Bicycle accidents can have devastating consequences for riders. Boston cyclists involved in bicycle crashes can sustain permanent impairments and significant disfigurement. The worst-case scenario is when a rider does not survive a bicycle crash.

Therefore, bicycle safety is one of the priorities of the Commonwealth of Massachusetts and the City of Boston. However, riders also have a duty to take steps to avoid bicycle crashes.

With that in mind, let’s discuss the top seven most dangerous things you can do while cycling in Boston, MA.

Cycling While Distracted

Distracted cycling is just as dangerous as distracted driving. Riders need to pay close attention to the road ahead to avoid collisions with motor vehicles and other objects. When riding near parked cars, it is vital to watch for people exiting cars to avoid dooring accidents. 

Never use your phone while bicycling. Also, it is dangerous to wear headphones because it is distracting, and you cannot hear sirens, horns, or other warnings of danger. If you need to use your phone, it is best to pull over to a safe location. 

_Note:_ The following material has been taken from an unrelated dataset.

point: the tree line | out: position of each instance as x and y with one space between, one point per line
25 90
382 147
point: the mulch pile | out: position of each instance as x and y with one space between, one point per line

Bicycling Under the Influence 

Cycling while intoxicated is against the law. Riding a bicycle under the influence can result in criminal charges. It is also extremely dangerous.

Riders who are intoxicated can cause accidents. For example, even a couple of beers can significantly impair a bicyclist’s ability to ride a bicycle safely

Riding a Bicycle While Drowsy

Riding a bicycle when you are drowsy or fatigued can impair your ability to operate the bicycle in the same way as alcohol. You are more likely to make mistakes when cycling while drowsy that could lead to a bicycle accident. Avoid riding a bicycle if you have not had enough sleep or rest.

Failing to Know and Follow Massachusetts Bicycle Laws

Bicycle riders are expected to know and follow the Massachusetts bicycle laws and traffic laws when riding in Boston. For example, you should always use your bicycle hand signals to let drivers know when you turn or stop. Obey all traffic signals and traffic lights.

Riders must keep at least one hand on the handlebars when riding a bicycle. They must also ride in the same direction as traffic unless the street is signed otherwise. 

Failing to follow bicycle laws and traffic laws can result in a bicycle accident. If you are at fault for the cause of the crash, you could be financially liable for damages caused by the crash. Furthermore, you could receive a traffic citation, resulting in a fine or other penalties. 

Not Wearing Protective Bicycling Gear

Bicycle helmets are effective in preventing head injuries and brain damage. All bicyclists should wear a bicycle helmet that fits them and is appropriate for the type of cycling. Additionally, wearing knee pads, gloves, elbow pads, and protective clothing can reduce the risk of serious injuries in a bicycle crash.

Bicycling in Dangerous Areas

Some areas are not safe to bicycle. There may be an increased risk of accidents or risk to personal safety. 

Areas that are generally not safe for bicyclists include, but are not limited to:

  • Shopping center and mall parking lots and garages
  • Highways and interstates
  • Bridges and overpasses
  • Close to public transportation including railways and buses
  • Anywhere you are unfamiliar with the location

It is best to plan your bicycle route and research the area before leaving home. If possible, ride with a companion, especially in unfamiliar or isolated areas. Riding on Boston bicycle paths and using bicycle lanes throughout the city can help prevent accidents and injuries.

Failing to Supervise Children 

Children may want to ride their bicycle alone or ride their bicycle to school. Unfortunately, allowing children to ride bicycles unsupervised on Boston streets is not safe. 

Children do not have a well-developed sense of consequences. Even though they may know the rules about riding their bicycle, they may not fully understand the consequences of breaking those rules. Bicycling is an excellent family activity that everyone can enjoy.

Working Together to Make Boston Safe For Bicyclists 

The Boston Transportation Department works in conjunction with other city agencies and organizations to make Boston streets safe for bicyclists. It designs and plans safe streets for bicycling throughout the city. The agency also manages Boston’s bike parking and public bike share program.

Riders can access information on the Boston Bikes website

When the community and government agencies work together, they can create safe streets and improve road safety for bicyclists and pedestrians. The goal of Boston Vision Zero is to eliminate serious and fatal traffic accidents in the city by 2030.